Classy? Dude, she fucked 3 guys as part of a scavenger hunt
And?
I wish you could see the look on my boss's face right now.
wtf?
Before you passed out in the middle of the NHL 10 party you had to prove that you were a better fighter than Patrick Kane. Your not. Thanks for the black eye dipshit.
I told her the white crusty stuff on my boxers was frosting not cum. She seemed MORE grossed out then
Intervention is following me on twitter.
wow.
after he came i started crying. just to fuck with his head.
No, he's ok. He just broke his teeth on the stripper pole. No biggie.
PRINCE HARRY WAS AT WAL MART SO NEXT TIME YOU BITCH ABOUT GOING TO WAL MART REMEMBER THAT EVEN PRINCE HARRY GOES TO WAL MART.
This is most sickening thing I've ever seen, and I threw up my body weight in jello shots on my birthday.
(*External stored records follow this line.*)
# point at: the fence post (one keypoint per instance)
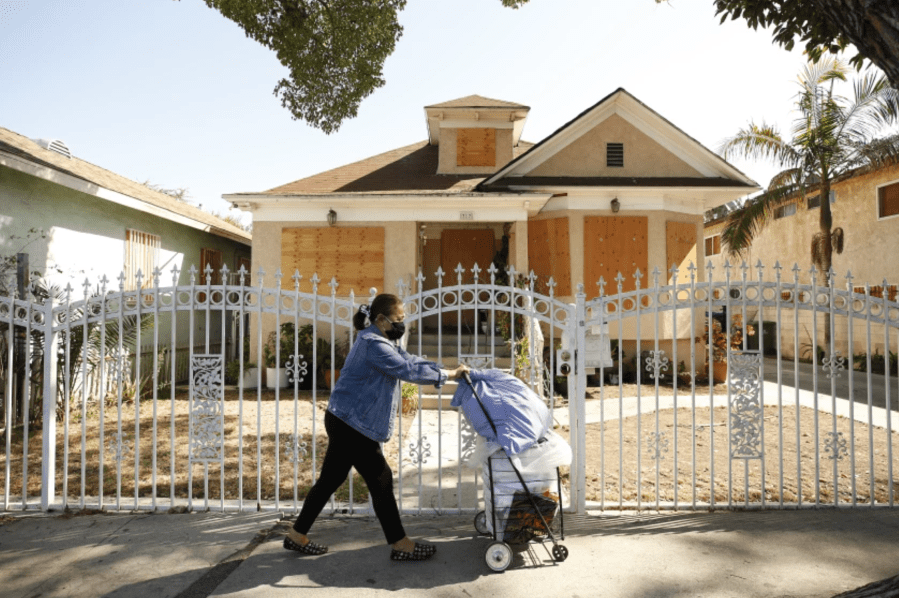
(579, 430)
(48, 460)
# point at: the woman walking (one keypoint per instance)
(360, 416)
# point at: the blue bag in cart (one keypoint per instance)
(520, 416)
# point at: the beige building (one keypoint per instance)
(865, 204)
(617, 188)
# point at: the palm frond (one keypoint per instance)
(870, 109)
(789, 179)
(745, 224)
(759, 142)
(879, 152)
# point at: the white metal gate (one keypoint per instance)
(142, 418)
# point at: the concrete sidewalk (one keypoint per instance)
(806, 553)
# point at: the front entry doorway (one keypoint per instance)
(467, 247)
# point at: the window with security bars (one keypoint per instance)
(615, 154)
(877, 291)
(888, 201)
(713, 245)
(141, 254)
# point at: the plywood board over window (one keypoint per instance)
(476, 147)
(888, 200)
(549, 254)
(354, 256)
(213, 259)
(141, 255)
(680, 249)
(615, 244)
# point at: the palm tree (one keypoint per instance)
(830, 136)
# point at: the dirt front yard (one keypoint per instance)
(628, 471)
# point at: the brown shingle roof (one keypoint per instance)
(476, 101)
(21, 146)
(409, 169)
(561, 181)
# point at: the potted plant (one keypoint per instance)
(718, 369)
(277, 351)
(245, 378)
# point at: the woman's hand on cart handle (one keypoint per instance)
(460, 371)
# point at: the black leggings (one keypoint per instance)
(349, 448)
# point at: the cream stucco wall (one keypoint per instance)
(447, 153)
(871, 247)
(642, 155)
(870, 244)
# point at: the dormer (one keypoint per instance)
(475, 135)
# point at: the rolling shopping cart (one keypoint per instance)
(516, 512)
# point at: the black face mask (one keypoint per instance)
(396, 331)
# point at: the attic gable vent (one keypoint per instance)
(615, 154)
(55, 145)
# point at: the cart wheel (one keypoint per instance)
(480, 523)
(499, 556)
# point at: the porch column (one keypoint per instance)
(267, 256)
(400, 255)
(518, 246)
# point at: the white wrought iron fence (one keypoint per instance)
(797, 431)
(800, 421)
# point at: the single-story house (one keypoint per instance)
(616, 188)
(97, 223)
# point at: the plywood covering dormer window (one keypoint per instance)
(476, 147)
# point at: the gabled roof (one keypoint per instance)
(24, 148)
(640, 115)
(409, 169)
(476, 101)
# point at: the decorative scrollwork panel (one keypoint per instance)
(746, 413)
(206, 408)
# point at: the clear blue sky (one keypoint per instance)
(172, 92)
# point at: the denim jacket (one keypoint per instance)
(367, 393)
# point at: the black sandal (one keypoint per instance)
(421, 552)
(308, 548)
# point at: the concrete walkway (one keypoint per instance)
(742, 554)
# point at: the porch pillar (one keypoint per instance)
(518, 246)
(48, 457)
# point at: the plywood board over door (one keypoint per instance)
(352, 255)
(614, 244)
(680, 249)
(467, 247)
(549, 254)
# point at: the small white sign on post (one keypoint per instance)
(597, 348)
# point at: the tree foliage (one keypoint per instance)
(831, 135)
(872, 26)
(334, 50)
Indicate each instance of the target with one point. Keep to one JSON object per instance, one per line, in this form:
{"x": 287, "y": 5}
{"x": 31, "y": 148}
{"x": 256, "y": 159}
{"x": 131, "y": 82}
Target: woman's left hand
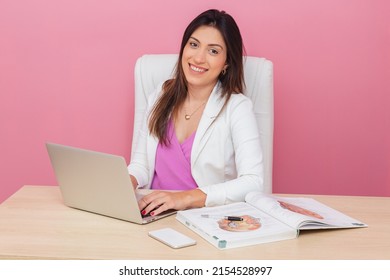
{"x": 160, "y": 201}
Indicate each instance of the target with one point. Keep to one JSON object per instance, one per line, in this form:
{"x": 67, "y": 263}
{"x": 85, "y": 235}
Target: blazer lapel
{"x": 213, "y": 107}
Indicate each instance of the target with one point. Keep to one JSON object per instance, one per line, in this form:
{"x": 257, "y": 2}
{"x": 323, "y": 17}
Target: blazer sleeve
{"x": 139, "y": 164}
{"x": 247, "y": 156}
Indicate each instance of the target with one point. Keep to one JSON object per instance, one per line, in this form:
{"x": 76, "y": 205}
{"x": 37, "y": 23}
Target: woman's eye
{"x": 214, "y": 51}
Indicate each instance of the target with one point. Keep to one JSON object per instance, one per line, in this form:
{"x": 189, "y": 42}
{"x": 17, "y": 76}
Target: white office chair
{"x": 151, "y": 70}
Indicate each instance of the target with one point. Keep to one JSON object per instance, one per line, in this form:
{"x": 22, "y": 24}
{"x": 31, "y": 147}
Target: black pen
{"x": 229, "y": 218}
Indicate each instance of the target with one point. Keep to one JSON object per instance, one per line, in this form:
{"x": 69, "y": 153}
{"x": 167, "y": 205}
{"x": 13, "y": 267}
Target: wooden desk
{"x": 34, "y": 224}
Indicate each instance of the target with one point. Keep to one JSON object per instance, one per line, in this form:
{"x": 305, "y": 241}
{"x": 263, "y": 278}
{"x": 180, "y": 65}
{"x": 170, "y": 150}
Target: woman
{"x": 200, "y": 136}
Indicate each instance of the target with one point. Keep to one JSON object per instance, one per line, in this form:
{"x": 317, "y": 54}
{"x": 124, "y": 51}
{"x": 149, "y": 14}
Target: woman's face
{"x": 204, "y": 57}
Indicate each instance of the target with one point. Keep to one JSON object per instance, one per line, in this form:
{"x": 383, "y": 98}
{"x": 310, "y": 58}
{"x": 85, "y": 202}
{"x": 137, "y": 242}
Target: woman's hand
{"x": 160, "y": 201}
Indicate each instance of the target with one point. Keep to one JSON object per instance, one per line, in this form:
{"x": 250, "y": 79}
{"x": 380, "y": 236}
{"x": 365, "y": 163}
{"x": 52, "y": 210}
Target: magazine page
{"x": 256, "y": 226}
{"x": 301, "y": 212}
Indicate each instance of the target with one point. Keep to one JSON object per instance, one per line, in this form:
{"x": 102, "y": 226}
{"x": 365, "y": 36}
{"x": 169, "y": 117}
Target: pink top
{"x": 173, "y": 164}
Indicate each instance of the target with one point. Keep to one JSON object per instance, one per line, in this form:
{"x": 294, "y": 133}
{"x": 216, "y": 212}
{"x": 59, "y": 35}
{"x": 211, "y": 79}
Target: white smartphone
{"x": 172, "y": 238}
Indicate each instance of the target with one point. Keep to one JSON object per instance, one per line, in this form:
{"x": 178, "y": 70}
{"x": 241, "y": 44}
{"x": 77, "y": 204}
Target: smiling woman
{"x": 200, "y": 136}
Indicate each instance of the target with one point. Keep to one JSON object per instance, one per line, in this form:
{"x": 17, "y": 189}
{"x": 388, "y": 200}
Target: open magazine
{"x": 262, "y": 218}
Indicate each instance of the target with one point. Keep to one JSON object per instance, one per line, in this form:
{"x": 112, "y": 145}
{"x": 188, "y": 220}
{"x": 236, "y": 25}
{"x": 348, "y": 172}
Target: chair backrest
{"x": 151, "y": 70}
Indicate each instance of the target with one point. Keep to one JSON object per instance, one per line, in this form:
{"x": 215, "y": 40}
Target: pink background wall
{"x": 66, "y": 75}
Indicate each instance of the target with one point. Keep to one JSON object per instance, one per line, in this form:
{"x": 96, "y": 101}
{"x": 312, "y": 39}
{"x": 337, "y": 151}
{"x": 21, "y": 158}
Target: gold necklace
{"x": 188, "y": 116}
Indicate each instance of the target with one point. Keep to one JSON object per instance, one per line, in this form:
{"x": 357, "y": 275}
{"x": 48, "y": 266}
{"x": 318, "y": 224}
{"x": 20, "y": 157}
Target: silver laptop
{"x": 97, "y": 182}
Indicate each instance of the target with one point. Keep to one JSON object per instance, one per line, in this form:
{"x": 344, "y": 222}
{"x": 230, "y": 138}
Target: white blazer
{"x": 226, "y": 156}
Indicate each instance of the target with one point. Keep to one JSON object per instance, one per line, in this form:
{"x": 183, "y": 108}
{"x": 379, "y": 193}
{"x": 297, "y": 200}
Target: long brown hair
{"x": 175, "y": 90}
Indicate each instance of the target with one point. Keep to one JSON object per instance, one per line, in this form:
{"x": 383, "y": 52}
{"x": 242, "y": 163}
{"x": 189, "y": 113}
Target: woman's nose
{"x": 200, "y": 56}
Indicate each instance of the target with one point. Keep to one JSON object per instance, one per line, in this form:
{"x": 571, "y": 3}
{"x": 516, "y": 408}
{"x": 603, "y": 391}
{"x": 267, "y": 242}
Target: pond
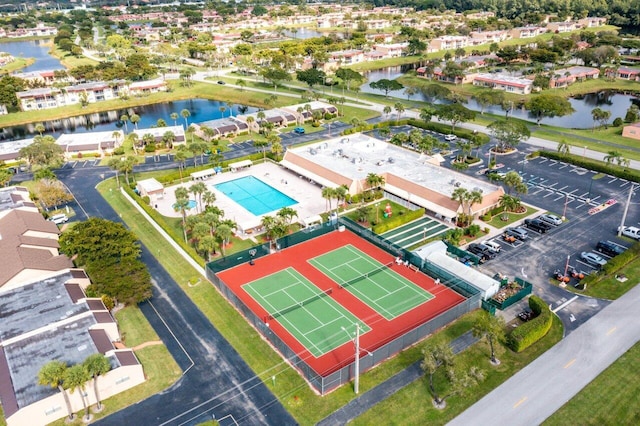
{"x": 616, "y": 103}
{"x": 200, "y": 109}
{"x": 37, "y": 49}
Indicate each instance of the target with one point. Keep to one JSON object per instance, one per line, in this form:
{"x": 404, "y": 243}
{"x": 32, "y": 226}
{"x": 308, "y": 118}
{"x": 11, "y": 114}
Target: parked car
{"x": 519, "y": 232}
{"x": 550, "y": 219}
{"x": 59, "y": 218}
{"x": 630, "y": 231}
{"x": 609, "y": 248}
{"x": 482, "y": 251}
{"x": 493, "y": 246}
{"x": 593, "y": 259}
{"x": 537, "y": 225}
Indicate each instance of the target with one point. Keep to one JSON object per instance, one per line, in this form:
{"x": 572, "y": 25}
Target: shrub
{"x": 530, "y": 332}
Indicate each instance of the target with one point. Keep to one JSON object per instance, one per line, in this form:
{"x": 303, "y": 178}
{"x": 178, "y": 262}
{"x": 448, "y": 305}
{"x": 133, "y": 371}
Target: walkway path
{"x": 387, "y": 388}
{"x": 545, "y": 385}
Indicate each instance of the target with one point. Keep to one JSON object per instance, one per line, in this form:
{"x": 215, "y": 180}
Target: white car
{"x": 493, "y": 246}
{"x": 631, "y": 232}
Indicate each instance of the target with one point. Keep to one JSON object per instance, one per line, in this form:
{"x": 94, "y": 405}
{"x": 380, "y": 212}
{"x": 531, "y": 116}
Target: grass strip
{"x": 612, "y": 398}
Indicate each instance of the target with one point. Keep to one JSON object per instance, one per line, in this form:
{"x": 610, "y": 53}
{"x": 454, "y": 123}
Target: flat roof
{"x": 356, "y": 156}
{"x": 37, "y": 305}
{"x": 93, "y": 138}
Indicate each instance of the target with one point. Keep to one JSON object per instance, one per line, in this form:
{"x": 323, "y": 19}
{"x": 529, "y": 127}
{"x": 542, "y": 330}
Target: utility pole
{"x": 626, "y": 209}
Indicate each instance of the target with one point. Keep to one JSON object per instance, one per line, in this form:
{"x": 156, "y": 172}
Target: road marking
{"x": 520, "y": 402}
{"x": 565, "y": 304}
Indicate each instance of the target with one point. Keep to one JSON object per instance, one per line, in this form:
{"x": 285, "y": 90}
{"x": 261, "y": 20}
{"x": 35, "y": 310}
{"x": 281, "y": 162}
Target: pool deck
{"x": 308, "y": 195}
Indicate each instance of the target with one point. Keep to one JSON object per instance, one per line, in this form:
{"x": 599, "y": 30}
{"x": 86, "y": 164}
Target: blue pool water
{"x": 254, "y": 195}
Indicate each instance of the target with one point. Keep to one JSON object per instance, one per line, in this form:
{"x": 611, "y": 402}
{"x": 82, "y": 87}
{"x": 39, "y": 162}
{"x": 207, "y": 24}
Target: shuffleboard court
{"x": 317, "y": 321}
{"x": 376, "y": 284}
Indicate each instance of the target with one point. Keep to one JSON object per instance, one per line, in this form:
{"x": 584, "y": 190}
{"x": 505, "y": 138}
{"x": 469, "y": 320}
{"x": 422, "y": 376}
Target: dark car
{"x": 537, "y": 225}
{"x": 609, "y": 248}
{"x": 482, "y": 251}
{"x": 519, "y": 232}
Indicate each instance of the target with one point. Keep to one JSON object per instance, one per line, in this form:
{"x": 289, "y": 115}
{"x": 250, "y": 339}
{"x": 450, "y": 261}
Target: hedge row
{"x": 159, "y": 219}
{"x": 530, "y": 332}
{"x": 596, "y": 165}
{"x": 398, "y": 220}
{"x": 615, "y": 264}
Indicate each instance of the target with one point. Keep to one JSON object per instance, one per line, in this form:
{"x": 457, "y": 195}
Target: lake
{"x": 616, "y": 103}
{"x": 37, "y": 49}
{"x": 200, "y": 109}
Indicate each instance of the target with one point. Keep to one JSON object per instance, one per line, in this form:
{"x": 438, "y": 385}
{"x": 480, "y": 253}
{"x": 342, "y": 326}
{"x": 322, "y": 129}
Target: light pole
{"x": 356, "y": 364}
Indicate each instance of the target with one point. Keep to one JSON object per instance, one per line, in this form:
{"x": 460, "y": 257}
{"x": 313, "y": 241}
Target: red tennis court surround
{"x": 382, "y": 330}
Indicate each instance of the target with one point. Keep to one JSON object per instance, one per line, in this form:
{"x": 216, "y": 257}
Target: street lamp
{"x": 356, "y": 365}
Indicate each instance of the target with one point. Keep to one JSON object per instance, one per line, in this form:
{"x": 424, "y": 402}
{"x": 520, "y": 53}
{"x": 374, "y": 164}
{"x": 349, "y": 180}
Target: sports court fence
{"x": 324, "y": 382}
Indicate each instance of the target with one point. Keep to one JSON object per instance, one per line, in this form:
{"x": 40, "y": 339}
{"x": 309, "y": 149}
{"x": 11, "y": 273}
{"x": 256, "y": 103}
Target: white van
{"x": 59, "y": 218}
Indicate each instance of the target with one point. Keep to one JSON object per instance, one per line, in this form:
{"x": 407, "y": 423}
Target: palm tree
{"x": 181, "y": 205}
{"x": 53, "y": 374}
{"x": 224, "y": 233}
{"x": 185, "y": 114}
{"x": 39, "y": 127}
{"x": 491, "y": 327}
{"x": 125, "y": 118}
{"x": 97, "y": 365}
{"x": 198, "y": 189}
{"x": 76, "y": 377}
{"x": 135, "y": 118}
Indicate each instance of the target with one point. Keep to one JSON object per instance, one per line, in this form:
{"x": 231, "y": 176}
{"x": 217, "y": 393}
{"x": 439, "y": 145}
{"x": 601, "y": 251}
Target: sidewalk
{"x": 389, "y": 387}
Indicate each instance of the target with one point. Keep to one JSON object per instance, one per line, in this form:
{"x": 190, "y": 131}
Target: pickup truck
{"x": 630, "y": 231}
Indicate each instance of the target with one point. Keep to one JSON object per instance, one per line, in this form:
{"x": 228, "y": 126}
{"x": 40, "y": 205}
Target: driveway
{"x": 215, "y": 381}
Eating a popsicle in the shower was the best idea I've had in ages.
Walked back to my room from the bus last night and all I see is 3 of my friends on the porch chugging whiskey and then throwing up in unison
your phone died, so you started bawling in the bar
yeah that sounds like me
He was the highest I've ever seen. Almost had him convinced there are only three colors in the rainbow...
Do you wanna do something, or just stare at each other and fantasize about death like we usually do
Honestly, the only reason I've been productive today was because I ended up organizing my apartment while searching for my vibratory charger.
My mom found your leather pants in our guest room. She doesn't want to know why they are there, she just wants to know if you want them washed.